Drug-resistant tuberculosis (TB), one of the leading causes of death worldwide, arises mainly from spontaneous mutations in the genome of Mycobacterium tuberculosis (M. tb). There is an urgent need to understand the mechanism by which the mutations confer resistance in order to design new drugs to reduce its emergence in the future. The present study involves analyses of drug-resistant mutations in M. tb using both computational and experimental approaches.

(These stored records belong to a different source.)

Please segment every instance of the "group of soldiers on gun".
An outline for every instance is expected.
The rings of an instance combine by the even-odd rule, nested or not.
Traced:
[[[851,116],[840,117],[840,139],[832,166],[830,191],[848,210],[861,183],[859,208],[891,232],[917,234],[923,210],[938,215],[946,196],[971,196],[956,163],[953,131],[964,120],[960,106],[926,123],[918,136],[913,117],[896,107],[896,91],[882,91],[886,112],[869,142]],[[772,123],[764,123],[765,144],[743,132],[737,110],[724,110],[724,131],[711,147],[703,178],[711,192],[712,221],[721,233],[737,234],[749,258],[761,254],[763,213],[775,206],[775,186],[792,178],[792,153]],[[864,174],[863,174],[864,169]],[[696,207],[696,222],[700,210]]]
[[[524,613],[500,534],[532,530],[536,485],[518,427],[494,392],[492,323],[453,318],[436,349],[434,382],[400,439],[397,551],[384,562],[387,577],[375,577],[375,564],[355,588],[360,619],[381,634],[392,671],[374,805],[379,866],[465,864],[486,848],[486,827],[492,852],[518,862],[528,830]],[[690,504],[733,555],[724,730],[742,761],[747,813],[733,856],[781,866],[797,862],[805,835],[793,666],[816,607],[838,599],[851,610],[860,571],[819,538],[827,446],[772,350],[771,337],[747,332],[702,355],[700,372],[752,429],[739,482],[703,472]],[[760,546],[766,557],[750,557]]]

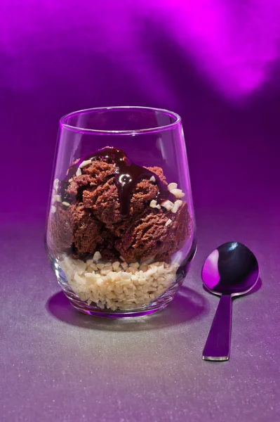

In Chapter 2 in-silico analyses of mutations linked to isoniazid (INH) and rifampicin (RIF) resistance were performed in seven proteins. These proteins included the catalase-peroxidase (KatG), Enoyl-Acyl Carrier Protein reductase (InhA), β-ketoacyl ACP synthase (KasA), alkyl hydroxide reductase (AhpC) and NADH dehydrogenase (Ndh) for INH resistance and RpoB and RpoC for RIF resistance. The impacts of mutations on the structure and function of these proteins were predicted using software developed in the Blundell group, including impacts on stability using SDM, a statistical approach, and mCSM, a machine learning approach, while the effects of mutations on protein-protein interactions and protein-ligand affinity were predicted using mCSM-PPI and mCSM-lig respectively. The models of mutants were built using Modeller, and the atomic interactions of wild-type and mutant residues were analysed by Intermezzo and Arpeggio. Around 80% of the mutations that were analysed were predicted to be destabilizing for the respective protein. Mutations were found predominantly to target the active sites and interfaces of the proteins, and 100 % of the mutations present at the interface of the studied proteins were predicted to be destabilizing for protein-protein interactions by mCSM-PPI. Moreover, all the mutations present in the active sites of the proteins were predicted to decrease the affinity of the ligand for the protein.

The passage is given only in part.